Тот самый ключ — длинный, черный, тяжелый, больше подходил для дверцы от печи. В бумагах я нашел схему моста, журнал дежурств и тонкую тетрадь в клетку. На первой странице: «Смотритель обязан не допустить выноса». Без подписи. Будто приказ написала сама ржавая арматура. Сам овраг.
Дальше — список.
Не выпускать вещи.
Не выпускать дни.
Не выпускать имена.
Не разговаривать с теми, кто просит вернуться.
Не верить детям.
Не верить мертвым.
Не верить тем, кто знает тебя слишком хорошо.
И на полях, карандашом, почти продавлено:
Никуда не пустое место. Это накопитель.
Накопитель. Как научно. Очень по-нашему — назвать бездну техническим словом, чтобы не так страшно было в нее смотреть. Будто если заменить «ад» на «резервный сектор», то гореть будет не так больно.
Но на четвертую ночь я перестал смеяться.
Сначала изменился звук. Под мостом, где обычно гулял ветер, зашуршало так, словно кто-то перебирал пленку. Старая магнитная лента, перегретая, воняющая озоном. Стоило мне выйти из сторожки, и холод сразу вгрызся под кожу. Ночь была прозрачная, как стекло, но над оврагом висел необычный туман. Он двигался рывками, кадрами. Как плохая голограмма. Словно пространство там не текло, а подгружалось.
Я подошел ближе.
Под мостом мелькнул красный мяч. Тот самый. С облезлой белой полосой. Мне было семь, когда он скатился сюда после грозы, я ревел до рвоты. Но дед, что курил рядом, сказал: «Не все, что ушло вниз, стоит возвращать». Тогда я решил, что он просто жадный старик, которому лень лезть в грязь.

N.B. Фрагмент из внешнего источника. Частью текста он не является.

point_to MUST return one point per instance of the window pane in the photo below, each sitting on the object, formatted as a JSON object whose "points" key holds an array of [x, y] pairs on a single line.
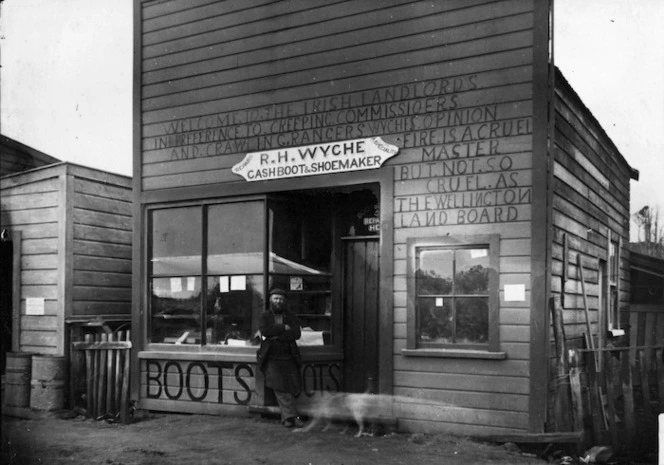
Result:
{"points": [[300, 236], [472, 319], [176, 241], [472, 271], [236, 238], [436, 323], [234, 303], [310, 298], [434, 271], [175, 305]]}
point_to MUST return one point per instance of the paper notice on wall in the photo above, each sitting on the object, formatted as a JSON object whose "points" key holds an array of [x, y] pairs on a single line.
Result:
{"points": [[515, 292], [238, 283], [296, 283], [223, 284], [478, 253], [34, 306]]}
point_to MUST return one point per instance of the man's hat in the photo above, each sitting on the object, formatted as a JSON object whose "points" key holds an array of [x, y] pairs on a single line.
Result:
{"points": [[278, 291]]}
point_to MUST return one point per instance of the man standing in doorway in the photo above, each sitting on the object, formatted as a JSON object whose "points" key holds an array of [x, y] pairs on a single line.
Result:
{"points": [[279, 357]]}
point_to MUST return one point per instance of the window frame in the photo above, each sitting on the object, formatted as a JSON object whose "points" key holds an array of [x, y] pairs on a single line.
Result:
{"points": [[488, 350], [203, 206]]}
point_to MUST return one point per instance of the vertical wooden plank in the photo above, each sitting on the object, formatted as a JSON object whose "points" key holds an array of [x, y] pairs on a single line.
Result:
{"points": [[16, 290], [95, 385], [628, 395], [542, 212], [372, 310], [645, 386], [118, 376], [596, 407], [89, 377], [109, 376], [561, 401], [650, 335], [659, 362], [576, 391], [606, 380], [589, 336], [124, 414], [102, 379]]}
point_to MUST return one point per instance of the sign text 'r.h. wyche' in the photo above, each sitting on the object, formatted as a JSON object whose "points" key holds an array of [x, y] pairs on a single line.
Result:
{"points": [[310, 160]]}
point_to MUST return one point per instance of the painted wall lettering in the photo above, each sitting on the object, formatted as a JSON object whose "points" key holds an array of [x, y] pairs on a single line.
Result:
{"points": [[321, 377], [179, 380], [390, 110]]}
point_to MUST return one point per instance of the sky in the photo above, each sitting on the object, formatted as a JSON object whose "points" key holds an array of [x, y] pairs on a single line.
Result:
{"points": [[66, 79]]}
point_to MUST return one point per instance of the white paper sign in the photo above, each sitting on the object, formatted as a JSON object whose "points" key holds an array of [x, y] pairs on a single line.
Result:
{"points": [[223, 284], [296, 283], [515, 292], [34, 306], [310, 160], [238, 283]]}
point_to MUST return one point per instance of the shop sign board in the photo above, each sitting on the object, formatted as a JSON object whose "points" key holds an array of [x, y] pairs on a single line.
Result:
{"points": [[310, 160]]}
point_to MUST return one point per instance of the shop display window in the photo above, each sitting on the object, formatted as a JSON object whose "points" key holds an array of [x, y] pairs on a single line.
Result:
{"points": [[212, 265], [454, 295], [175, 285]]}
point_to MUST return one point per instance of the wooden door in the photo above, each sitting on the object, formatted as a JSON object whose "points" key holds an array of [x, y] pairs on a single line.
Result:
{"points": [[360, 313]]}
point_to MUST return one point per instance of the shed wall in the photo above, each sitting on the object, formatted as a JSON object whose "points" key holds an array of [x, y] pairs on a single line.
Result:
{"points": [[31, 204]]}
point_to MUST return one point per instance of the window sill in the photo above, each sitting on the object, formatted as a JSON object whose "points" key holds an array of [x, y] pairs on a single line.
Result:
{"points": [[454, 353]]}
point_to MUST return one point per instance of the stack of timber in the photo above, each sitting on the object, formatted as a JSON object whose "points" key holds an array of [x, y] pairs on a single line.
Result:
{"points": [[107, 358], [622, 397]]}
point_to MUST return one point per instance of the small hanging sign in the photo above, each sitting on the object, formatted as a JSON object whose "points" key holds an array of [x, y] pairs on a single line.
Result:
{"points": [[310, 160]]}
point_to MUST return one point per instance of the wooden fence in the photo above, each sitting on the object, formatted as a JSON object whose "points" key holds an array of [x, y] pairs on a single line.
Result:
{"points": [[107, 358], [618, 392]]}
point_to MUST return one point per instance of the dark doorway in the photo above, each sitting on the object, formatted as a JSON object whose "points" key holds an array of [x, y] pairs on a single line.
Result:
{"points": [[6, 287], [360, 313]]}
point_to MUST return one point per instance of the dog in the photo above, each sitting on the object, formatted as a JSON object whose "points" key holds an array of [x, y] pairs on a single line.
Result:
{"points": [[359, 407]]}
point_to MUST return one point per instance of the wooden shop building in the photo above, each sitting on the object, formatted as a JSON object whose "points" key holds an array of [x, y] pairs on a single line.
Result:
{"points": [[66, 259], [417, 175]]}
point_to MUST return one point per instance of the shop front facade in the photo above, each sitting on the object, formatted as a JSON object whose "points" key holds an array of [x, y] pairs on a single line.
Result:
{"points": [[387, 164]]}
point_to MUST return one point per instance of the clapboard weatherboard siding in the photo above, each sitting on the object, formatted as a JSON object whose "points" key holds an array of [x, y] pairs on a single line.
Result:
{"points": [[16, 157], [102, 226], [30, 204], [590, 207], [457, 85], [490, 40], [69, 217]]}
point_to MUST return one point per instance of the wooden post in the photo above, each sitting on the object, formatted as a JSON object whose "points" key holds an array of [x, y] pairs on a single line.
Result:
{"points": [[645, 386], [575, 388], [109, 377], [591, 342], [89, 378], [95, 389], [118, 376], [102, 379], [660, 377], [606, 381], [562, 400], [628, 395], [124, 414]]}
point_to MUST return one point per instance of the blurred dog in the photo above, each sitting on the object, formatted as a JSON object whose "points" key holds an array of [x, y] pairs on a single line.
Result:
{"points": [[359, 407]]}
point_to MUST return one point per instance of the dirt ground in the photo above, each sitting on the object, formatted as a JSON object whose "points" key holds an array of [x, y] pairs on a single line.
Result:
{"points": [[164, 439]]}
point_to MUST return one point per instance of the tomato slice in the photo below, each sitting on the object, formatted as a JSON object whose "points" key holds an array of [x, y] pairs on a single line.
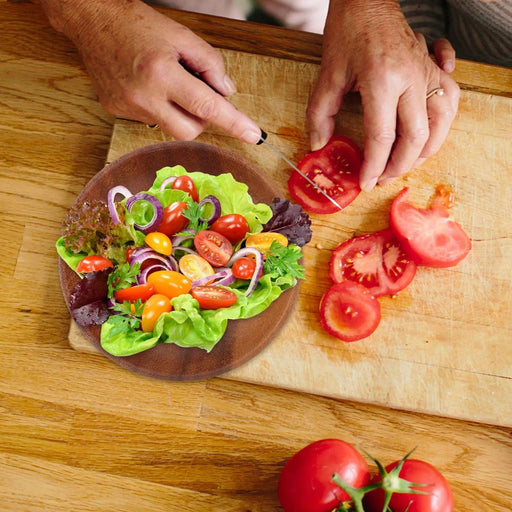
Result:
{"points": [[429, 236], [173, 220], [349, 311], [233, 226], [377, 261], [213, 297], [140, 292], [215, 248], [93, 263], [335, 169]]}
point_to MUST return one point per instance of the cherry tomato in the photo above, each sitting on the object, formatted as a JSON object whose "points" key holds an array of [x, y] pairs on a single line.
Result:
{"points": [[243, 268], [377, 261], [186, 184], [263, 241], [213, 297], [159, 242], [140, 292], [349, 311], [429, 236], [93, 263], [195, 267], [169, 283], [439, 497], [233, 226], [335, 169], [305, 484], [173, 220], [215, 248], [155, 306]]}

Потом я увидел мамину сережку — одну, с янтарной каплей. Она пропала в тот день, когда отец разбил на кухне стул. Я не помнил всей сцены. Память часто делает вид, что она гуманнее человека. Оставляет только звук. Тарелки. Вдох. Удар. Сережка лежала на воздухе, в двух шагах от края, и янтарь внутри светился, будто в нем навсегда заперли ту лампу над столом.
А потом — голос.
— Не смотри слишком долго. Оно учится.
Я вздрогнул так, что зубы стукнулись.
Дед сидел на перилах. Или не был не он. Его силуэт, казалось, собран из темных нитей, копоти и старой пленки. Лицо то проступало, то осыпалось шумом. Как архивная запись, которую сто раз переписывали поверх новых катастроф.
— Ты пропал, — сказал я.
— Это удобное слово. Людям нравятся такие слова. «Пропал». «Забыл». «Отпустил». Они звучат чище, чем есть на самом деле.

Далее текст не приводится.